I think this problem requires a two-part solution. First, as a society we have too many gender stereotypes that define and shape who we become from a young age. We still have a preconceived notion of a blue and pink binary system where we affiliate legos and trains with boys and barbie dolls with girls. Based on these early experiences, we begin to shape our future. It is for this reason I think it important to provide the tools and the space needed for girls at a young age to explore their interest in STEM fields. We additionally need to reinforce that failure is part of the learning process; I don’t feel that anyone can honestly say they haven’t failed before.
The second part of this answer focuses more on higher educational systems. We need to dismantle the current structure and start anew. We need more women in places of leadership as this helps bring in different perspectives and address problems from the standpoint of women. This would also provide much needed role models for young aspiring scientists. As a society we see an increased percent of women in the STEM fields but as you climb the ladder you realize this number drastically drops, in part to the poor work-life balance provided by different institutions. Unfortunately no one can change biology, women have to carry a child to term; however, it does not state that we have to be sole caregivers. We need better maternity and paternity leave, as well as community support for people to achieve their full potential. This support should come from both women and MEN.
What is one achievement that you are proud of?
Every year my department, Molecular Genetics & Microbiology, hosts a retreat to highlight research in our department and also award people who have had outstanding performances throughout the year. One of the student awards is the Teresa Haire Award, which is given to students that demonstrate a passion for research, excellence as a teaching assistant, has demonstrated resilience in graduate school, or is a leader among his or her peers. After a few mediocre reviews from students, which led to a constant battle with myself on my scientific abilities, I was truly honored to receive the award this year.
If your childhood had a smell, what would it be?
Popcorn, growing up I spent a lot of time at my maternal Grandmother’s house. At exactly 4:30 every afternoon my Grandma would make popcorn and tea and call all the kids in the house for a snack. It was a tradition that we followed till I moved to the United States when I was 17 years old.
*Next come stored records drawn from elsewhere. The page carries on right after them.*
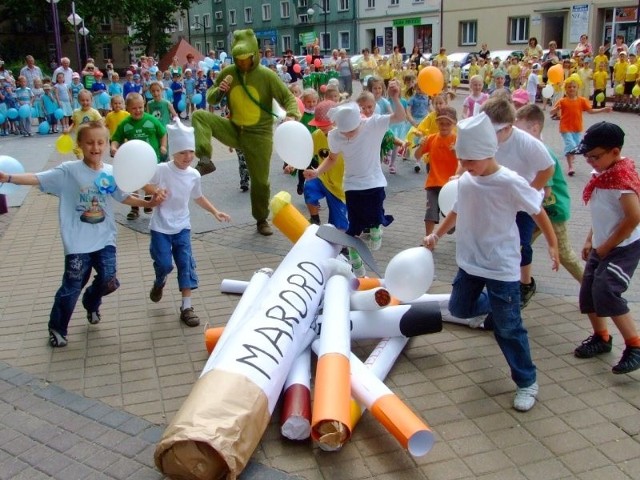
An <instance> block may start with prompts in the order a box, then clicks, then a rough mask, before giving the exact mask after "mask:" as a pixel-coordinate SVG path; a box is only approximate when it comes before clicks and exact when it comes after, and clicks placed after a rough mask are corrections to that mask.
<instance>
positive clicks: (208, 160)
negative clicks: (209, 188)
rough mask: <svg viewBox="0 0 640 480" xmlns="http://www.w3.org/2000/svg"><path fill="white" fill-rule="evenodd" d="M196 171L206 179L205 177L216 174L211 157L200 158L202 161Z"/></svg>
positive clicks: (196, 167) (215, 167) (214, 165)
mask: <svg viewBox="0 0 640 480" xmlns="http://www.w3.org/2000/svg"><path fill="white" fill-rule="evenodd" d="M196 170H198V171H199V172H200V175H201V176H203V177H204V176H205V175H208V174H210V173H213V172H215V171H216V166H215V164H214V163H213V162H212V161H211V159H210V158H209V157H200V160H198V164H197V165H196Z"/></svg>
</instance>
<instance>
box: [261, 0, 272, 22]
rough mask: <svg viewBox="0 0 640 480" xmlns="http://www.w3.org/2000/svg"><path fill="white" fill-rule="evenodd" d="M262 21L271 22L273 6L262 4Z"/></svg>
mask: <svg viewBox="0 0 640 480" xmlns="http://www.w3.org/2000/svg"><path fill="white" fill-rule="evenodd" d="M262 20H263V21H265V22H267V21H269V20H271V5H269V4H268V3H263V4H262Z"/></svg>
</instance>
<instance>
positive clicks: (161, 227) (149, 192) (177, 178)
mask: <svg viewBox="0 0 640 480" xmlns="http://www.w3.org/2000/svg"><path fill="white" fill-rule="evenodd" d="M167 132H168V134H169V140H170V143H169V145H170V146H171V151H170V153H169V155H170V157H172V158H173V160H172V161H169V162H167V163H161V164H160V165H158V169H157V170H156V173H155V174H154V176H153V178H152V179H151V181H150V185H154V186H149V187H147V189H146V191H147V193H154V192H155V193H156V194H158V193H160V192H166V196H167V200H166V201H165V202H163V204H162V205H160V206H159V207H158V208H156V209H155V210H154V211H153V215H152V216H151V222H150V223H149V230H150V231H151V246H150V247H149V252H150V253H151V258H152V259H153V268H154V270H155V273H156V278H155V281H154V282H153V287H152V288H151V292H150V293H149V298H150V299H151V301H152V302H155V303H157V302H159V301H160V300H161V299H162V293H163V289H164V286H165V284H166V282H167V276H168V275H169V273H171V271H172V270H173V261H175V264H176V268H177V270H178V288H179V289H180V293H181V294H182V302H181V305H180V320H181V321H182V322H183V323H184V324H185V325H187V326H188V327H196V326H198V325H199V324H200V319H199V318H198V316H197V315H196V313H195V311H194V309H193V306H192V304H191V292H192V290H194V289H196V288H198V275H197V273H196V262H195V259H194V258H193V253H192V251H191V220H190V215H189V201H190V200H193V201H194V202H195V203H196V204H197V205H198V206H199V207H201V208H203V209H204V210H206V211H208V212H209V213H211V215H213V216H214V218H215V219H216V220H218V221H219V222H222V221H225V222H228V221H229V220H230V219H231V217H230V216H229V215H227V214H226V213H224V212H221V211H219V210H218V209H217V208H216V207H214V206H213V204H212V203H211V202H210V201H209V200H208V199H207V197H205V196H204V195H203V193H202V187H201V185H200V173H198V171H197V170H196V169H195V168H192V167H191V163H192V162H193V159H194V158H195V150H196V142H195V136H194V134H193V127H186V126H184V125H183V124H182V123H181V122H180V121H176V123H175V124H173V125H168V126H167Z"/></svg>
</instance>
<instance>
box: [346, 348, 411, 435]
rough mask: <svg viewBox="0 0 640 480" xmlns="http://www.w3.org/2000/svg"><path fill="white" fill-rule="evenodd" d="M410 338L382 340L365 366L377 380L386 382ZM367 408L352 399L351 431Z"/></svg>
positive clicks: (375, 348)
mask: <svg viewBox="0 0 640 480" xmlns="http://www.w3.org/2000/svg"><path fill="white" fill-rule="evenodd" d="M408 341H409V338H407V337H391V338H383V339H382V340H380V342H379V343H378V345H376V348H374V349H373V351H372V352H371V353H370V354H369V356H368V357H367V360H365V362H364V364H365V366H366V367H367V368H368V369H369V370H370V371H371V373H373V374H374V375H375V376H376V378H379V379H380V380H384V379H385V378H387V375H389V372H390V371H391V368H392V367H393V365H394V364H395V363H396V360H397V359H398V357H399V356H400V354H401V353H402V350H403V349H404V347H405V346H406V345H407V342H408ZM365 410H366V407H365V406H364V405H362V404H360V403H359V402H358V401H357V400H355V399H351V429H352V430H353V429H354V428H355V427H356V425H357V423H358V422H359V421H360V418H361V417H362V414H363V413H364V412H365Z"/></svg>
Whenever I travel back home it was something I always looked forward to, my Grandma is not with us anymore but the memories live on, especially when I smell popcorn.
Who got you interested in your field?
Growing up in a third world country, the lack of proper healthcare was always obvious to me. When I initially began my journey in college I was very determined to study medicine and become a doctor. However that journey took a turn when I joined the research lab of Dr. Haas-Stapleton for experience. I became fascinated with uncovering the unknown versus memorizing what others had already discovered. Apart from joining the lab I also took my very first Microbiology class and it was like fate, I couldn’t quite phatom how something so small could cause so much destruction. At this point I realized I wanted to understand host-pathogen interactions at the molecular level and figure out what is really going on in the body during an infection.
What is one of your most treasured experiences?
I would have to say that my most treasured experiences are the times I spent with the gentlest of giants in my home town in Livingstone, Zambia. Elephants are normally ostracized because of their huge size and also poached at high rates for the ivory. I have always loved animals and elephants are on the top of my list of favorites. The fact that I get to interact with these beautiful creatures is something out the world and words truly cannot describe the feeling. I am grateful to have had the opportunity to interact with them.